Tace, describing the orchid in his novel, had also told where it was to be found, and within a few years every tuber and plant of leuchorchis albida had been stripped from the moor. Here, by the Hilder, was far west of the site of the plants mentioned in Wrenwood. Stephen resolved to be wiser than his grandfather and, while telling his readers of his discovery, not to disclose its whereabouts.

He didn’t even tell Lyn. She liked flowers and planted flowers in their garden but he often felt she didn’t really care about the moor. When she asked him if he would come with her to see Joanne he put forward the excuse of having his article to write, so Lyn went with Kevin.

‘I reckon you’re very wise not going in for this lark,’ Joanne said, shifting the mound of her body uncomfortably under the bedclothes. ‘If you get like weakening, just remember me. D’you know, they could keep me in here right up until the baby’s born.’

‘They won’t do that,’ Lyn said. ‘They haven’t got the beds.’

‘She’s brought it on herself with overeating,’ said Kevin.

For once Joanne didn’t round on him. She sighed. ‘It’s all fluid, they say. The baby isn’t even very big. I’m like one of those water beds, stick a needle in me and I’d go down to nothing. Pity they can’t.’

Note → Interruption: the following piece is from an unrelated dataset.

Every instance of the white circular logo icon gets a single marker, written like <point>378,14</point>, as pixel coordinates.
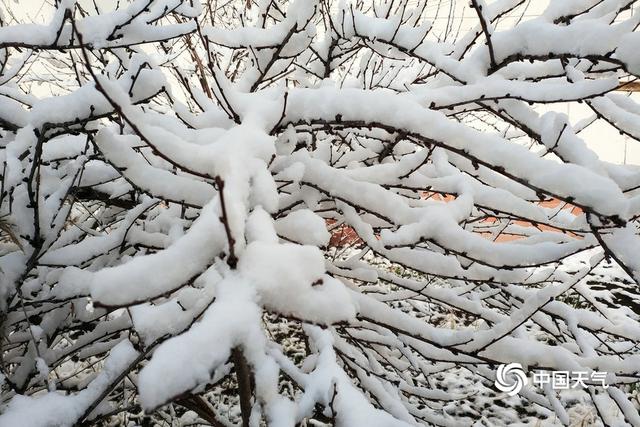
<point>510,378</point>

Lyn left the two of them together. St Ebba’s, the maternity hospital, was a good way farther down North River Street from Hilderbridge General, but there had been no room left in St Ebba’s car park and she had used the car park of the rambling, foinstone, turreted building that had once been the Three Towns work-house. It was nearly eight o’clock of a sunny evening, still light, as light as afternoon, but cool as early June often is. The trees in the grounds were in full, fresh leaf, and behind them the sun declined towards the moorland horizon, its rays making a brilliant silver-gold glare through the tracery. Lyn took one of the gravel paths into the grounds of the general hospital, walking towards the sun that dazzled her eyes so that she screwed them up against it. Her hair was loose today and she wore a blue and white striped cotton dress with her mother’s birthday gift cardigan. She had several pairs of sunglasses, perks of Gillman’s, but she had forgotten to bring a pair with her.

She saw the man, not very tall, thin, wearing jeans and a tee-shirt, coming along the path towards her, towards the main gate into North River Street, but the sun blinded her and she didn’t know him. He saw her and stopped. She closed her eyes and passed her hand over them and looked again. When she saw it was Nick Frazer something very curious happened. She behaved as she had never thought it would be possible for her to behave. She didn’t think. It was a reflex, the result of those weeks of thinking and longing and wondering. She ran to him and into his arms. He put out his arms and caught her and held her, and they stood there on the gravel path in the grounds of Hilderbridge General Hospital, embraced as if they had long been lovers and had known each other with profound emotion and physical joy and had been parted only to meet again now, by chance, so felicitously.

‘I’ve thought about you every day, all the time,’ he said.

‘Oh, I know, I know,’ she said.

‘I knew exactly why you didn’t come and I thought you knew why I didn’t come to you. But it was a deadlock, no way of breaking out of it. I even hoped that damned cat would find his way back so that I’d have an excuse to ring you.’